• HSBC

Bahrain: Subdued despite its outperformance

  • Sunday, November 30 - 2003 at 18:01

Despite being on track for the best growth performance in a decade, confidence in Bahrain's economy has remained subdued. We examine the reasons why and look ahead to 2004 when Bahrainis should have more to cheer about.

Compared to the stellar performance of its regional peers Bahrain's stock market has been subdued, up only 22% on the year. By contrast Kuwait's bourse has risen 80%, Saudi's by 60%.

Concerns about regional competition may be to blame. Bahrain's position as the region's primary service hub is coming under increasing pressure. Dubai and Doha are both in the midst of a construction boom as they invest heavily into infrastructure. Dubai in particular has aggressive plans for both tourism and financial services - two of Bahrain's traditional strengths. So far Bahrain's response has been low profile, prompting some domestic criticism of a lack of dynamism from the government.

There have been some worrying signs. Tourist numbers have been slow to recover from their Iraq low. Lingering concerns about regional stability may be partly to blame but occupancy rates are underperforming other regional destinations such as Dubai and Egypt. Last year's GDP numbers highlighted that while financial services was still the largest non oil contributor to the economy, it registered almost no growth. Nonetheless plans for the Bahrain Financial Harbour are gathering pace and Bahrain's reputation for the best regional financial regulation so far remains unchallenged.

The external side of the economy has driven growth in 2003, in particular the oil sector. Despite Bahrain's success in diversifying its economy the underlying momentum is still provided by oil revenues. Typically oil accounts for 20% of GDP, 60% of the government revenues and 70% of exports. But there tends to be a nine to twelve month lag between the change in oil prices and its impact on domestic consumption and investment. The wider economic impact of the oil sector's growth therefore has not yet been felt.

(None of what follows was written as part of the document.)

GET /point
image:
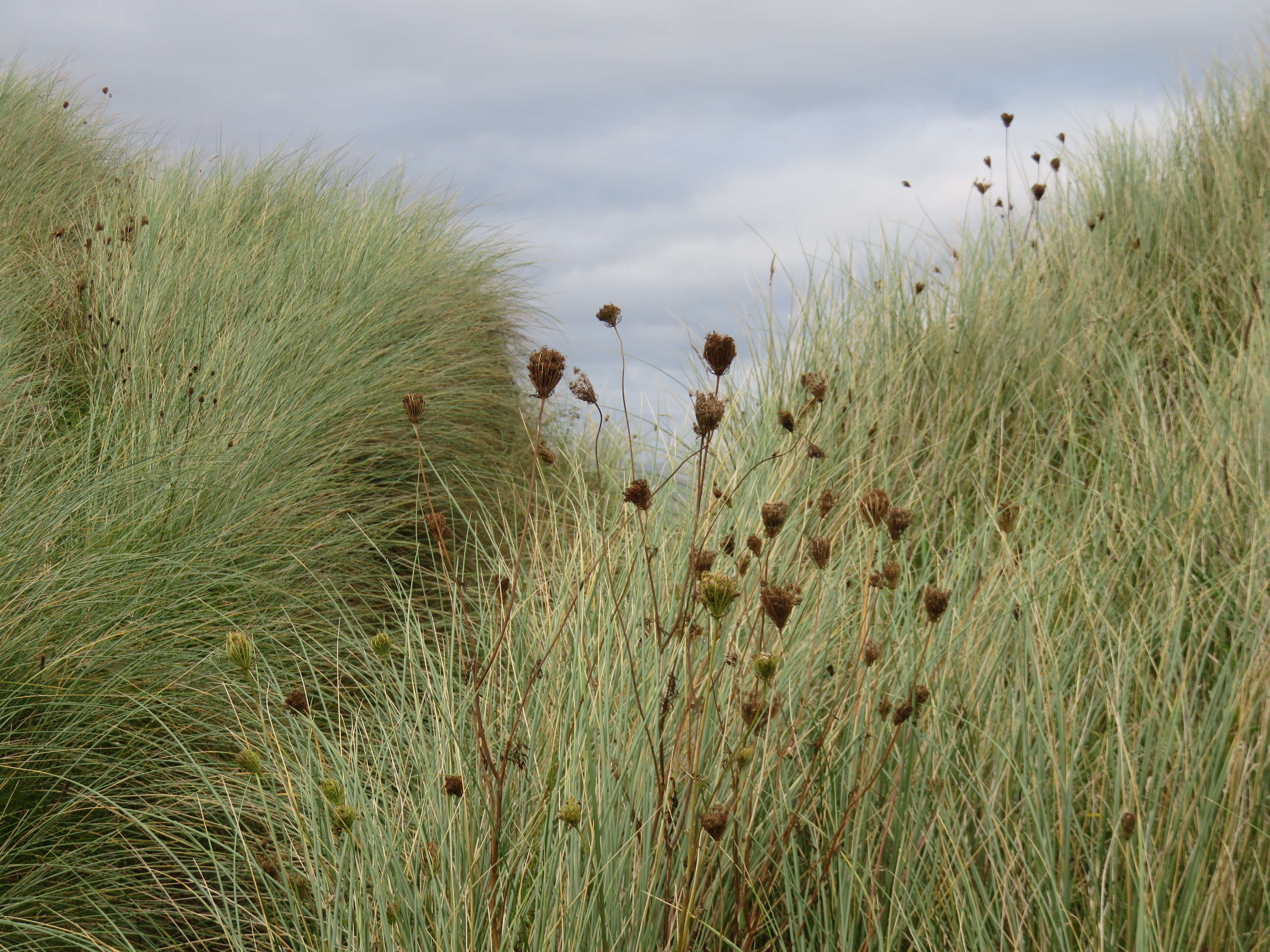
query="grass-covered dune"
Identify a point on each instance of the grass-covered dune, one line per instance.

The implications of the big hike in government spending may also not be perceived immediately. Capital Spending was doubled from 2002 and is forecasted to remain strong over the next two years as the government overhauls the country's road, water and power infrastructure. State owned enterprises such as Bapco and Aluminum Bahrain have also embarked on large government backed modernisation plans. The latter is half way through a USD 1.7bn plan to double its capacity by 2005, which will make it the largest smelter in the world. The government's investment plan will no doubt place Bahrain on a stronger footing going forward and a better public infrastructure will help Bahrain's efforts to attract foreign investment. However because the spending is project related and will necessitate substantial increase of imported capital goods and foreign expertise there will be little immediate boost to domestic consumption.

Unemployment is another drag on sentiment. The recent strong performance of the economy has not yet translated into job creation among nationals. The current rate is estimated at 14% among the indigenous population. The government continues to direct funds at the problem but with limited success. The situation is compounded by Bahrain's demographic profile: almost fifty percent of the national population is below the age of 20. Bahrainisation of the workforce remains a priority.

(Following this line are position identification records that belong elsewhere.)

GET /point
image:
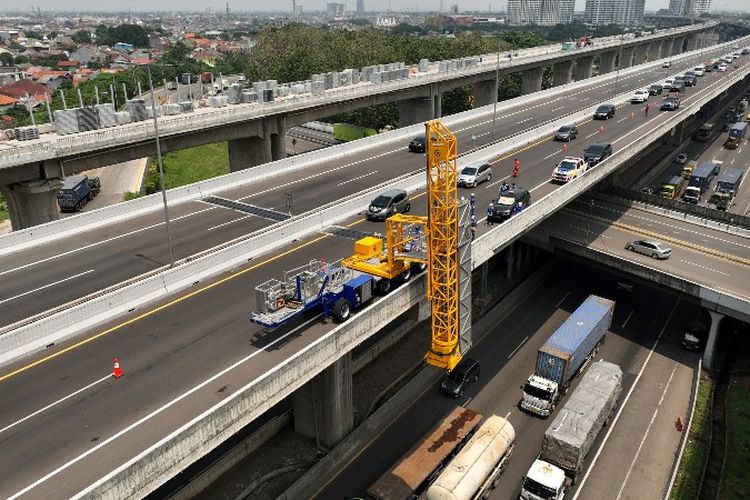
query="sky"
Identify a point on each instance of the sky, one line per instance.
(311, 5)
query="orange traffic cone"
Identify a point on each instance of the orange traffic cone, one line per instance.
(116, 371)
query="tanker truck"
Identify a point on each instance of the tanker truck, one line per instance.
(568, 440)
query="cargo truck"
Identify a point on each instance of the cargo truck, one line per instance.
(571, 435)
(565, 354)
(345, 132)
(726, 188)
(736, 133)
(700, 181)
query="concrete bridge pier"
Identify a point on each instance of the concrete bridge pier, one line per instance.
(562, 73)
(531, 80)
(607, 62)
(626, 57)
(323, 407)
(708, 353)
(31, 203)
(583, 68)
(485, 93)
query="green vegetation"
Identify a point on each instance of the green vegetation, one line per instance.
(188, 165)
(688, 481)
(737, 462)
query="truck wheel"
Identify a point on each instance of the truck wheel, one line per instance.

Next year may be different. Despite a more challenging global backdrop, with lower oil prices and higher interest rates, Bahrainis may have more to cheer about. The first Formula 1 race in the Middle East is planned and should be a huge success. The US may conclude a free trade agreement and stability in Iraq could bring significant business opportunities. We expect real growth to be 6.5% in 2003 and 3% in 2004. Inflation should remain relatively muted below 1%.